# Blacksmith shop visit



## chefcomesback (Jan 19, 2014)

I have spent the weekend at Keith Fludder's shop who is an ABS blacksmith and a great guy .we made this little guy together. 153 mm petty from 1095 , approx. 62 rc , spalted maple handle, stainless steel bolster and pins. Man, grinding is hard ... Flat and smooth , flat and smooth... Like wax on wax off..,I had nightmares about it 






Sent from my iPhone using Tapatalk


----------



## Von blewitt (Jan 19, 2014)

Wow Mert, that turned out great! Looks like you well and truly have the bug!
I met Kieth at a South Coast knife show in October, he is a really nice guy and makes some amazing knives!


----------



## Lefty (Jan 19, 2014)

Really, really nice. I like the palm swell.


----------



## chefcomesback (Jan 19, 2014)

It was a great experience, he took his time and explained everything , I did the quench, some grinding , some handle stuff, surface grinding. We talked about knives, profiles ,steel etc. he gave me a second knife that we ground for homework . I learned lots and came home with a custom knife skipping his 8 month wait period . Keith and his wife Robyn were extremely hospitable too, along with their 2 German shepherds


Sent from my iPhone using Tapatalk


----------



## chefcomesback (Jan 19, 2014)

Lefty said:


> Really, really nice. I like the palm swell.



Thanks Lefty, it is for my big paws


Sent from my iPhone using Tapatalk


----------



## HHH Knives (Jan 19, 2014)

Awesome.


----------



## scotchef38 (Jan 20, 2014)

Looks great!


----------



## Notaskinnychef (Jan 20, 2014)

looks really comfy


----------



## erikz (Jan 20, 2014)

Really nice looking fella (the petty I mean :clown. What's even cooler is the fact he took the time to explain things to you and teach you. He should have his little shop forum on KKF, just visited his site and his work is definitely KKF worthy.


----------



## keithf (Jan 20, 2014)

Thanks for the wrap chefcomesback. Glad you like my work erikz. Interested to know how that blade performs mate.
Cheers Keith


----------



## Chef Andy (Jan 20, 2014)

That's awesome. That handle looks really comfortable, seems right up my alley.


----------



## Mrmnms (Jan 20, 2014)

Mert, you and Keith made a heck of a team on this.


----------



## Niroc (Jan 22, 2014)

That's a great knife mate! Sensational! Made in a great workshop too just quietly.... Keith's wife Robyn was my sons school teacher...

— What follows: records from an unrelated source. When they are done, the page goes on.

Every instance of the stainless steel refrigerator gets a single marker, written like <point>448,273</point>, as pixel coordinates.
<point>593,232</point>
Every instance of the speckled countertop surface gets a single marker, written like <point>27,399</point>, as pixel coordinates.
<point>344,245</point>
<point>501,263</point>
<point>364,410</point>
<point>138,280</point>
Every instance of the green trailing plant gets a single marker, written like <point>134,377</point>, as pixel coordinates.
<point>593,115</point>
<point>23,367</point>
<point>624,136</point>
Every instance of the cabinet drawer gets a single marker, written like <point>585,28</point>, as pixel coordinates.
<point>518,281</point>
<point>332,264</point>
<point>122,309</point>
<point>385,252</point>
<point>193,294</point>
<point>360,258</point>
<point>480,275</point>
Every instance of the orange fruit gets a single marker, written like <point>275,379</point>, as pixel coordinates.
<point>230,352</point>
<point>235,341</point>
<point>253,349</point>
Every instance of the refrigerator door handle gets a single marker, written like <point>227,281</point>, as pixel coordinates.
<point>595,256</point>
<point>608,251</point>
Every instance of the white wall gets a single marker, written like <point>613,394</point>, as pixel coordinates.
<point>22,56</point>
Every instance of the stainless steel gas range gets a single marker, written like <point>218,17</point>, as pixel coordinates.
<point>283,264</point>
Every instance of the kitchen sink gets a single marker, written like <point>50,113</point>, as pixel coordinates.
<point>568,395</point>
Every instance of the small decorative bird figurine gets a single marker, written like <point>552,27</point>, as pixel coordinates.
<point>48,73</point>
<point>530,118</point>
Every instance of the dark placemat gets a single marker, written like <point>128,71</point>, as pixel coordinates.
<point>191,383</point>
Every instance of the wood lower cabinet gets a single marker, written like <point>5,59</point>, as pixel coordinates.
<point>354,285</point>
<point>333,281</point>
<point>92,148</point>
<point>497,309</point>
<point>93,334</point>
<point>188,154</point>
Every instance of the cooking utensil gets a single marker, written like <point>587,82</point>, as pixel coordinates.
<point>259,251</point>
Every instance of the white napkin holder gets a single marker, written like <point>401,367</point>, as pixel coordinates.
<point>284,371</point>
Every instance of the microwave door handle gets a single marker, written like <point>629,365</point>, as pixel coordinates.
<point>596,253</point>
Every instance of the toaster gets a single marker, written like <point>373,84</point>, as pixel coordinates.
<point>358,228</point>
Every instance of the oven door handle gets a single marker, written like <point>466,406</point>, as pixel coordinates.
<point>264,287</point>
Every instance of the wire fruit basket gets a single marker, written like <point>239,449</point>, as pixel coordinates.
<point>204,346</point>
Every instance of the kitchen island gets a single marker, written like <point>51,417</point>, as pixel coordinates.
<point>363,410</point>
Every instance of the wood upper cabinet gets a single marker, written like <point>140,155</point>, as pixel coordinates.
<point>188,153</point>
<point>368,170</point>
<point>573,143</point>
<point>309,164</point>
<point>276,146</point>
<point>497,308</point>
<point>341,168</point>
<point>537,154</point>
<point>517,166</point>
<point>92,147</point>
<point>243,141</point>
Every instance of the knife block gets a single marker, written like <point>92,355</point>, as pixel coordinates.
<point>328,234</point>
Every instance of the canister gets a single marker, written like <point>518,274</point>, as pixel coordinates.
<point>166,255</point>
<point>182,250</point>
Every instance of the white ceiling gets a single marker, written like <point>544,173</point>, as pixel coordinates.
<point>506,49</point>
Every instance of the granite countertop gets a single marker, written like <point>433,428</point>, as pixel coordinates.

I really love the shape... I think I need to add something like that to my collection soon, but I need to find the solution to my wife putting it in the dishwasher first!!!

Shame Keith is not a tech savy bloke, would be good to see him get a paid subscription so he can show his work, not too many makers doing kitchen knives down here in Aus!


----------



## chefcomesback (Jan 22, 2014)

Niroc said:


> That's a great knife mate! Sensational! Made in a great workshop too just quietly.... Keith's wife Robyn was my sons school teacher...
> 
> I really love the shape... I think I need to add something like that to my collection soon, but I need to find the solution to my wife putting it in the dishwasher first!!!
> 
> Shame Keith is not a tech savy bloke, would be good to see him get a paid subscription so he can show his work, not too many makers doing kitchen knives down here in Aus!



Thanks , I had a similar thing with the dishwashers too , now I keep my expandable knives on the knife rack and the good ones in my tool box. No wonder my tool box feels heavy.


----------